The victim, now a 27-year-old Californian and mother of two, was walking home from a Norcross pool hall near Jimmy Carter Boulevard when Contreras and another man forced her into a truck and drove to a closed business park. They took turns raping her and dumped her after midnight at a closed gas station near her home.
Contreras, the driver, identified his alleged accomplice only as "Miguel." Police have not arrested or identified him.
The victim tearfully recounted the attack in detail earlier this week, claiming she'd never met her assailants.

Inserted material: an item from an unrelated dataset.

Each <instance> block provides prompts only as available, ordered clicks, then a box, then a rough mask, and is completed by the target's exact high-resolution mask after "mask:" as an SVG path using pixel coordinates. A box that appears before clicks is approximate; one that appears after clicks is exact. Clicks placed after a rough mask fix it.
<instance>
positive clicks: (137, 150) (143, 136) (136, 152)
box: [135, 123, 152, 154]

Contreras and his attorney argued that he'd picked her up that night alone and drove her to the pool hall, where they courted and later had consensual sex in his truck. He testified she became emotional when he had to go home to his family without her, so he dropped her off at the gas station, said his attorney, Theresa Hood.
The crux of the defense's argument involved the lack of visible injuries on the girl, who in her own words was violently abducted and choked.

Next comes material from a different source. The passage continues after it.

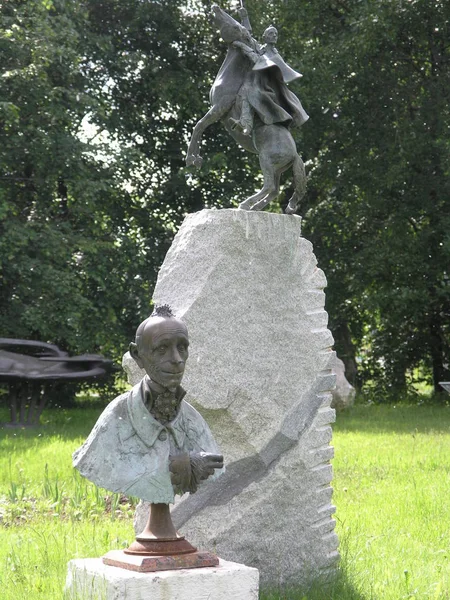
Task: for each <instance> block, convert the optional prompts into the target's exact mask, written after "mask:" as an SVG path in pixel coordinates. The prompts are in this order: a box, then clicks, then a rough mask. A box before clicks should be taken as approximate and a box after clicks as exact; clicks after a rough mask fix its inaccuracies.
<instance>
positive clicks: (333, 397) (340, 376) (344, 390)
mask: <svg viewBox="0 0 450 600" xmlns="http://www.w3.org/2000/svg"><path fill="white" fill-rule="evenodd" d="M333 370H334V372H335V373H336V387H335V388H334V390H333V401H332V402H331V406H332V407H333V408H335V409H336V410H338V411H339V410H344V409H345V408H349V407H350V406H353V404H354V403H355V396H356V390H355V388H354V387H353V386H352V385H351V384H350V383H349V382H348V381H347V378H346V377H345V365H344V363H343V361H342V360H341V359H340V358H338V357H337V356H335V359H334V364H333Z"/></svg>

But a small laceration found during a rape examination was indicative of forced sex -- a detail that conflicted with Contreras' testimony, said Assistant District Attorney Teresa Klein.
Contreras, a 44-year-old father of six, had served prison time on cocaine and burglary charges but had no history of sexual assaults, said Hood.
The victim testified that she's moved on with her life, now studying criminal justice at a California technical college with hopes of becoming a victim advocate.
Sentencing for Contreras will be at a later date, said Klein.